LIFESTYLE

Students Made A Lipstick With Ingredients You Actually Recognise

Because everyone winds up eating their lipstick at some point.

16/10/2017 18:27 SAST | Updated 16/10/2017 18:27 SAST
Facebook/Seleste Lipsticks
Seleste Lipsticks use natural products.

You put lipstick on your mouth every day so shouldn't you care about the ingredients as much as the shade?

That's the thinking behind a fresh new natural lipstick line developed by two students at the University of Alberta.

After a year of development, Akash Gupta and Sravya Kalyanapu recently launched Seleste Lipsticks, which are handcrafted using natural ingredients such as coconut oil, beeswax, and beetroot powder.

The two engineering students wanted to create an affordable product for women that didn't contain harsh ingredients that could be harmful to their health, Kalyanapu told HuffPost Canada.

Each lipstick sells for $20 and is available for purchase at their online store. There are currently six fun shades, including a deep red "Drama Queen" and a shimmery "Color Me Gold." The rich hues are extracted from natural pigments such as Australian red reef clay.

"Have a look at some of the major ingredients used in a leading brand versus some of the major ingredients used in our product," Kalyanapu said.

"What would you rather put on your lips: complex compounds, or ingredients you hear about every day, such as coconut oil, avocado oil and cocoa powder?"

Our founder, Sravya, interviewing with NAIT students Visit us at www.selestelipsticks.com

A post shared by Seleste Lipsticks (@selestelipsticks) on

Cosmetics can often contain unnatural, and even potentially toxic ingredients, such as parabens (which have been linked to breast cancer) and synthetic colours (which are suspected carcinogens). A typical brand-name lipstick contains chemicals such as butylated hydroxytoluene (BHT) and tocopheryl acetate, which have cancer and immunotoxicity concerns, according to EWG's Skin Deep Cosmetics Database.

The idea for a natural lipstick came to Gupta when he was shopping with his mother and his sister, Kalyanapu said. While waiting in line at the cosmetics counter, Gupta decided to read the ingredients and was taken aback.

Even as a chemical engineer, he was unable to comprehend many of the ingredients contained in the product, Kalyanapu said. Kalyanapu and Gupta spent a year developing and testing the lipstick formula in a kitchen, but told Global News they hope to move a manufacturing facility soon.

Even as a chemical engineer, he was unable to comprehend many of the ingredients contained in the product.

It's not the first time Canadian students have gained notoriety for their inventiveness. In January, 20-year-old Ann Makosinski, a student at the University of British Columbia, was named to the Forbes 30 Under 30 list for her two inventions: a flashlight powered by the heat of a human hand, and a mug that uses the heat from a coffee to charge a cell phone.

A philanthropic angle

Seleste Lipsticks' tagline is "Smile, you're making a difference," because a portion of the profits are used to empower and educate women in third-world countries. The company's first initiative is to help the children in the village of Gopineni Palem, India, where Kalyanapu's family is from.
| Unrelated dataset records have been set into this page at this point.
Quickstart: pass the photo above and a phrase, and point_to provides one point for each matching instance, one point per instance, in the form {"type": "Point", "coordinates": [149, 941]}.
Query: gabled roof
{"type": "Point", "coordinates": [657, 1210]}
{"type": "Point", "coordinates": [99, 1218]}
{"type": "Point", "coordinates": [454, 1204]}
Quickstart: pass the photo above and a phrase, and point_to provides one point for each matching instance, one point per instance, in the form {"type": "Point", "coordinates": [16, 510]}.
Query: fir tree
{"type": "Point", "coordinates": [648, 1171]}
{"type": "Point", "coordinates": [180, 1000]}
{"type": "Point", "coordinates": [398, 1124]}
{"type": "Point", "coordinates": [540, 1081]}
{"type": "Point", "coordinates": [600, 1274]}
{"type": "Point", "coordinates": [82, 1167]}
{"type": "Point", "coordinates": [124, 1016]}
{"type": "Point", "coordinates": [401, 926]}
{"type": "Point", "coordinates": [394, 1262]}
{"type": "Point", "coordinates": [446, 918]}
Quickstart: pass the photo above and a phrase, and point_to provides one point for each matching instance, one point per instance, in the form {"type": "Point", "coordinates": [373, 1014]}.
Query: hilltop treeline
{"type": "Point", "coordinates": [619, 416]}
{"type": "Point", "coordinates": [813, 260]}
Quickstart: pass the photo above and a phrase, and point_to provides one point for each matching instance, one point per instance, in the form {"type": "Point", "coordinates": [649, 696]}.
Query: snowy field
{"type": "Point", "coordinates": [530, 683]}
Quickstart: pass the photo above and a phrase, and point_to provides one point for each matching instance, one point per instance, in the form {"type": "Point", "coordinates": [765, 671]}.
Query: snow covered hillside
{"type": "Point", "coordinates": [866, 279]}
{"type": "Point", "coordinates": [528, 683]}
Her grandparents still live there, she told HuffPost Canada.

Charity always starts at home.Sravya Kalyanapu

The company has already sponsored medicines and organic foods for the children, and they're working with local doctors there on how to help the children maintain their health.

"Akash and I strongly believe that empowering women is essential to build a strong, secure and prosperous future for our families and communities," Kalyanapu said.

"We wanted Seleste to be more than just a lipstick manufacturing company."